We designed an AI tutor that helps college students reason rather than give them answers
- Written by Saharnaz Babaei-Balderlou, Teaching Assistant Professor of Economics, University of Wisconsin-La Crosse
Students using AI to cheat on homework[1] or tests is a source of much discussion[2]. But some scholars[3] argue the greater risk of students using AI is that they will simply not learn.
Approximately 90% of 1,100 U.S. students surveyed at two-year and four-year colleges in 2025 reported using generative AI[4] for everything from drafting assignments to clarifying complex concepts.
But when students use AI as a tutor or study partner, not as an immediate answer generator, does it make it easier or harder for them to learn?
We are economists[5] who tried to answer[6] this question by[7] designing an AI tool using ChatGPT’s custom GPT feature, with the web access of the chatbot disabled.
We named the tool Macro Buddy[8] and trained it to guide some students at one of our undergraduate macroeconomics classes at the University of Wisconsin, La Crosse, through their reasoning rather than giving them direct answers.
We found in our research[9], conducted in spring 2025, that students who used Macro Buddy, alongside peer discussion, earned higher exam scores than students who worked alone, without this AI tutor.
Meet your new tutor
One of our macroeconomics courses enrolled 140 undergraduate students, mostly in their first or second year of college, divided across four sections.

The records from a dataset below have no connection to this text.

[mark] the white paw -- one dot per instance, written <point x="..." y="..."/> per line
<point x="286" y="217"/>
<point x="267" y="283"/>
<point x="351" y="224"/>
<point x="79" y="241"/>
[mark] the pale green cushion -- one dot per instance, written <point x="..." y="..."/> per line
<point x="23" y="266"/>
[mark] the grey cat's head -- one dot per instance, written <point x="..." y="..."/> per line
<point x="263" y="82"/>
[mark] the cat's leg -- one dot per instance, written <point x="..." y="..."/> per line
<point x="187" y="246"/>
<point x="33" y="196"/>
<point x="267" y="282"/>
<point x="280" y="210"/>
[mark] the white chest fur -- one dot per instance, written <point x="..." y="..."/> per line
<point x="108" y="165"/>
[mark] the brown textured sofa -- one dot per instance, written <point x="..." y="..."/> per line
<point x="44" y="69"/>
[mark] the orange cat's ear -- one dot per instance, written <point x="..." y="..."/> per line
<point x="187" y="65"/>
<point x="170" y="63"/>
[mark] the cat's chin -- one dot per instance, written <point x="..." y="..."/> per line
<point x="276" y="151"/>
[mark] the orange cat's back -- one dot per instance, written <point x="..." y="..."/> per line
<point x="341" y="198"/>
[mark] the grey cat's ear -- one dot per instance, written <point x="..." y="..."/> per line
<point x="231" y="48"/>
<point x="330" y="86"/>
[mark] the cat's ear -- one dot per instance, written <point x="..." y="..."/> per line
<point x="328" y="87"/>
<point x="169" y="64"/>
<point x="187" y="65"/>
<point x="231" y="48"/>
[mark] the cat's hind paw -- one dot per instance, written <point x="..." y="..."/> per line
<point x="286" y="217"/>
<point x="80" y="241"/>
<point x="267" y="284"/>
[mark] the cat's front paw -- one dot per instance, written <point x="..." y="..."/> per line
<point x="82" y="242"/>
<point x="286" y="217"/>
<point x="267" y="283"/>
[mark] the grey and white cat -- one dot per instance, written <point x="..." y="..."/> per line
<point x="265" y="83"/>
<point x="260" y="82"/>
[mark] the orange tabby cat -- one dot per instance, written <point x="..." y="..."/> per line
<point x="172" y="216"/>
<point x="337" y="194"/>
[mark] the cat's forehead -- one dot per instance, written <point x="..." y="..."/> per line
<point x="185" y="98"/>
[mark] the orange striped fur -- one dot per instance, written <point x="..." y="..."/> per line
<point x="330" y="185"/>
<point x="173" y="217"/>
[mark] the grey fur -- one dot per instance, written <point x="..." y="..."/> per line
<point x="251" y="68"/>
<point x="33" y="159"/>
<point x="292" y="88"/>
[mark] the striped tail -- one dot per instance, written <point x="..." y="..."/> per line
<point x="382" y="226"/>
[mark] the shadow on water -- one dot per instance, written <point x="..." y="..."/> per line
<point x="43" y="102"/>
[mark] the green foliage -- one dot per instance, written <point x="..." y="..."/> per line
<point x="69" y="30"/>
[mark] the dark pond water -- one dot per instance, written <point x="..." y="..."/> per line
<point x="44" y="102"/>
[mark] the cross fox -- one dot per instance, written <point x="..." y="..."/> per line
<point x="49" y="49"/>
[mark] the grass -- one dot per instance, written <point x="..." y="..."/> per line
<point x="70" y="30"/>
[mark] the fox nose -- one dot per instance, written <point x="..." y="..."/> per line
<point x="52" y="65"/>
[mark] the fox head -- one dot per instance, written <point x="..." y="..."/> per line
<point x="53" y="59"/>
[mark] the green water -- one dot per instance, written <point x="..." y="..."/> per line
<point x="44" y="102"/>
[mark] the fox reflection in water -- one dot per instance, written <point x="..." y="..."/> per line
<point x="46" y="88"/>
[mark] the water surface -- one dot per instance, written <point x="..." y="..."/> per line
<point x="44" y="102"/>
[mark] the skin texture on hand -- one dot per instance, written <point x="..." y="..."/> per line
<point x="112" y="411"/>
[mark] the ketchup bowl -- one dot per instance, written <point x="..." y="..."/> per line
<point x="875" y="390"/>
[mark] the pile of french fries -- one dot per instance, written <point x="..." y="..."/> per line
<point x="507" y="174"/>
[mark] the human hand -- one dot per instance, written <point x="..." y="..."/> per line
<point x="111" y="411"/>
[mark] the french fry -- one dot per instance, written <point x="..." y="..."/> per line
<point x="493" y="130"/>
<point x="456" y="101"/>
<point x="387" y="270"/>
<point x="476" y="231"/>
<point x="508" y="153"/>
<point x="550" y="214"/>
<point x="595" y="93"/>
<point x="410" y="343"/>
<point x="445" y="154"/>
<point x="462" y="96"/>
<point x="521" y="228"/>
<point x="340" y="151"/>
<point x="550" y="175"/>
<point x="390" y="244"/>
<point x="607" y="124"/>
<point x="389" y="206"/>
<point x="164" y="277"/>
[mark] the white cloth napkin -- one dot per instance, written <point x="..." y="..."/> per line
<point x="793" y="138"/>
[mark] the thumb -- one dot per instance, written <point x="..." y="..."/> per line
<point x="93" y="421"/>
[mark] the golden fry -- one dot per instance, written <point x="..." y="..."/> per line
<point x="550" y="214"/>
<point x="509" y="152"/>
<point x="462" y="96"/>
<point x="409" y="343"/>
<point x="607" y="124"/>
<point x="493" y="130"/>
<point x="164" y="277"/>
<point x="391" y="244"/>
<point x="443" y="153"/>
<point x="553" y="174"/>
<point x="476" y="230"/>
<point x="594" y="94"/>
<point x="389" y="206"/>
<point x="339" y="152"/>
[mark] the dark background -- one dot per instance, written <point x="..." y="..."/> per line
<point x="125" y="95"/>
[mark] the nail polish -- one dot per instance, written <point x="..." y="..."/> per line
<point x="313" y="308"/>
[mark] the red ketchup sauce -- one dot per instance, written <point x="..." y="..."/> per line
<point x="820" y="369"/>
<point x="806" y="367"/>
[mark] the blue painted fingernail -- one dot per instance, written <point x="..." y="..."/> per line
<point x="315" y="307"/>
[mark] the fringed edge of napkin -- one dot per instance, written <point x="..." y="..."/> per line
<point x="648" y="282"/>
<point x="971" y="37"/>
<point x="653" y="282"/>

Students’ course materials, assignments and exams were identical across all four sections. Students were generally not allowed to use AI tools or collaborate with classmates during exams. Students took all tests in person and were not allowed to reference any notes or other materials during the exam.
As a result, exam scores reflected what students understood and could explain on their own – without the help of AI or any other outside source.
After all students took their first exam, we randomly assigned the four class sections to take on a different study format.
We prompted one group of students to work individually, without Macro Buddy; another group of students worked in groups, without Macro Buddy; a third group of students worked individually, with Macro Buddy; and a fourth group of students worked in groups, with Macro Buddy.
We wanted to compare how different study approaches – working alone, working with classmates, using Macro Buddy or combining both – altered how well students did on exams.
Macro Buddy’s skills
We trained Macro Buddy with the help of lecture transcripts, slides and homework questions specifically from this macroeconomics course.
Macro Buddy had internet access turned off, so it relied only on the instructor’s course materials.
Macro Buddy was designed to act like a tutor, not an answer machine. Instead of giving students complete solutions, Macro Buddy asked follow-up questions meant to guide students toward an answer.
For example, if a student asked why lower prices might increase consumers’ spending, Macro Buddy would not offer a quick, full explanation. It might instead ask what happens to people’s purchasing power when prices fall. The student would then have to connect the concepts and explain their reasoning, in their own words, step by step.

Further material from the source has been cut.